Similarly, Cicero was aware that over-interest in Greek culture could be construed as frivolity. This is a view that persists into the first century A.D., when Tacitus can say of his father-in-law, Agricola, who had been educated in the Greek city of Marseilles, 'I remember that he used to tell us how in his early youth he would have drunk more deeply of philosophy than was allowable for a Roman and a future senator, if the wisdom of his mother had not restrained his inflamed and passionate soul' (Tac. Agric. 4.4). We can compare Cato's advice to his son, a couple of centuries earlier, to dip into the literature of the Greeks but no more. Yet, it is one of the ironies that this threat to Roman militarism was, in part at least, one of the spoils of war. Much of the art and sculpture was brought back to Italy as a result of conquest and even the architects, sculptors and intellectuals could be considered the human spoils of war.

The subject status of the Greeks would have been a further reason for Roman ambivalence. As Horace wrote, 'captive Greece took her fierce victor hostage and brought the arts to rustic Latium' (Epistles 2.1.156-57). Even though the Romans could select what they wanted from the Greek world and its ways, they may have resented this implicit recognition of Greek cultural superiority. Marius, for instance, rejected Greek literature on the grounds that it was taught by subjects, nor would he condescend to speak their language (Plut. Mar. 2, cf. Val. Max. 2.2.2). By maligning the Greeks, the Romans could make their adoption of Greek practices more acceptable to themselves.

When they do praise the Greeks, the focus tends to be on the Greeks of the past and not those of the present. It would be undesirable to praise their own subjects. Instead contemporary Greeks are presented as having lost their way. When Caesar pardons the Athenians for supporting Pompey, he tells them that they have been saved by the glory of their ancestors (Appian, BC 2.88, Dio 42.14). The Athenians and Spartans had been the cultural and political leaders of their time, but now that role belonged to the Romans. Excelling in both oratory and war, it was the Romans who were the true heirs of the Classical Greeks. Nor was this sufficient. Philosophy, says Cicero, should be snatched from a now enfeebled Greece and transferred to Rome (Tusc. Disp. 2.2.5). If the contemporary Greeks had foolishly given away their inheritance, then they were justly maligned.

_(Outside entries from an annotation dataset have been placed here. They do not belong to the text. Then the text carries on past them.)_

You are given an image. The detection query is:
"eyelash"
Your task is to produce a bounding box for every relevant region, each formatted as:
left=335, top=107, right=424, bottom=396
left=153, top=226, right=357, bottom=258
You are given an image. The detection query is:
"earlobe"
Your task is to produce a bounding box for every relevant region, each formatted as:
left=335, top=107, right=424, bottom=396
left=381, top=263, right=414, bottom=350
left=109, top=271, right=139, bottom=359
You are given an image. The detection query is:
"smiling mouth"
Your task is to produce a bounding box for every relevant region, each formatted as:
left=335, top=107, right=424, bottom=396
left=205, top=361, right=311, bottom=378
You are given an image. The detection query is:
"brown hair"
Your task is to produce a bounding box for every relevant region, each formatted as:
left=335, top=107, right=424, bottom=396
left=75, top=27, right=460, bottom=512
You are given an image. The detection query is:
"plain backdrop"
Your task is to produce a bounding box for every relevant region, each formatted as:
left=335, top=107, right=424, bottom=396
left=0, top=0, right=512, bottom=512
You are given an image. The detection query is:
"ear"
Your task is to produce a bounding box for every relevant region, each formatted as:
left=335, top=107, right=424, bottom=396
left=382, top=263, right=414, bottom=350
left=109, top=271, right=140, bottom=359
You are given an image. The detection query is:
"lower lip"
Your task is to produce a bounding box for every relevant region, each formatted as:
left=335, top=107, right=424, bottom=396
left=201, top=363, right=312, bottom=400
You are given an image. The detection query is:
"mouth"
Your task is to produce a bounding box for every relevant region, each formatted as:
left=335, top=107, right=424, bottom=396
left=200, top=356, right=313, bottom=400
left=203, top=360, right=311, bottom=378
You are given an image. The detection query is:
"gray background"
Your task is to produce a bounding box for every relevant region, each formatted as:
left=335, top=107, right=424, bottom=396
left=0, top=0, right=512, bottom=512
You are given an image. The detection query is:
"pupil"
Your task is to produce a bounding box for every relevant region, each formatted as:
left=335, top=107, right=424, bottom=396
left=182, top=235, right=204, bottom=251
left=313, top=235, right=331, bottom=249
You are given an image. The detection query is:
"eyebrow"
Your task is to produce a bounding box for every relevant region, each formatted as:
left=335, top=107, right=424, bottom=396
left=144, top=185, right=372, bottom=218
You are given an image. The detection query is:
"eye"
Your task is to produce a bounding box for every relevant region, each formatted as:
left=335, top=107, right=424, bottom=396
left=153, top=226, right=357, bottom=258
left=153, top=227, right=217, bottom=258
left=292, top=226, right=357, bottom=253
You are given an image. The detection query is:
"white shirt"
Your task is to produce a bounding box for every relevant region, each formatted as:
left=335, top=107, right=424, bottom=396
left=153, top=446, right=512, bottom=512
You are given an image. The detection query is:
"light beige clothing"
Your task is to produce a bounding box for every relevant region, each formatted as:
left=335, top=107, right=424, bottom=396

For centuries, then, the Romans had a decidedly ambivalent attitude to the Greek world. Although the Romans absorbed many elements of Greek culture, both intellectual and material, they also had a common contempt for the Greeks. This is apparent both in philhellenes like Cicero and in celebrated critics of the Greeks such as Cato. These two represent in miniature the complex and often contradictory responses to the Greeks which are visible in Roman society at large. Surrounded by Greek culture, the Romans sought both to embrace it and yet to define their own cultural identity as something distinct. Laocoon warned the Trojans to be wary of the horse. Was Greek culture proving to be a newer and more insidious Trojan horse for the descendants of Aeneas?

Note

This article is based on a lecture originally given to the Classical Association of Ireland Summer School in its former incarnation as the Association of Classical Teachers. In my eagerness to please the editor I have taken the unscholarly step of including only this solitary footnote, but further reading can be found in the following: A.E. Astin, Cato the Censor (Oxford 1978), E. Gruen, Culture and National Identity in Republican Rome (London 1992), especially chap. 2 on Cato, N. Petrochilos, Roman Attitudes to the Greeks (Athens 1974), which is particularly important for Cicero, as is E. Rawson, Cicero (London 1975), and A. Wardman, Rome's Debt to Greece (London 1976). My thanks to Llewelyn Morgan and Theresa Urbainczyk for reading and discussing the article with me.